Re: Serious concurrency problems on fast systems
On 6/1/2010 12:21 AM, Kevin McMurtrie wrote:
I've been assisting in load testing some new high performance servers
running Tomcat 6 and Java 1.6.0_20. It appears that the JVM or Linux is
suspending threads for time-slicing in very unfortunate locations. For
example, a thread might suspend in Hashtable.get(Object) after a call to
getProperty(String) on the system properties. It's a synchronized
global so a few hundred threads might pile up until the lock holder
resumes. Odds are that those hundreds of threads won't finish before
another one stops to time slice again. The performance hit has a ton of
hysteresis so the server doesn't recover until it has a lower load than
before the backlog started.
You've got "a few hundred threads" all calling System.getProperty
over and over again so rapidly that they get in each other's way? Why?
Seems a very odd situation, but ...
Okay: As a first cut, write your own PropertySurrogate class.

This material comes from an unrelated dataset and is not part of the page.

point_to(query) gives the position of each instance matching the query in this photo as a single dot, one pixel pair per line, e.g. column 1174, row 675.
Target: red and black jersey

Have it slosh all the System properties into a HashMap instead of
System's Hashtable, and change the System.getProperty calls to
PropertySurrogate.getProperty instead. Since HashMap isn't
synchronized, threads calling PropertySurrogate.getProperty won't
block each other.
If this over-and-over reading and re-reading of the System
properties is because you suspect somebody's changing them, you
could have one thread that just keeps iterating over the System
properties, watching for changes. When it sees a change, it would
update the PropertySurrogate HashMap accordingly. This veriant
needs synchronization, but you could use a ReadWriteLock to allow
multiple read-only threads to access the map simultaneously; they'd
be locked out (briefly) only when the monitoring thread was in the
middle of an update.
Still, it seems to me that what you should be looking at is
the reason for all these repetitive getProperty calls. It sounds
like reading the clock every microsecond to see if it's 2014 yet.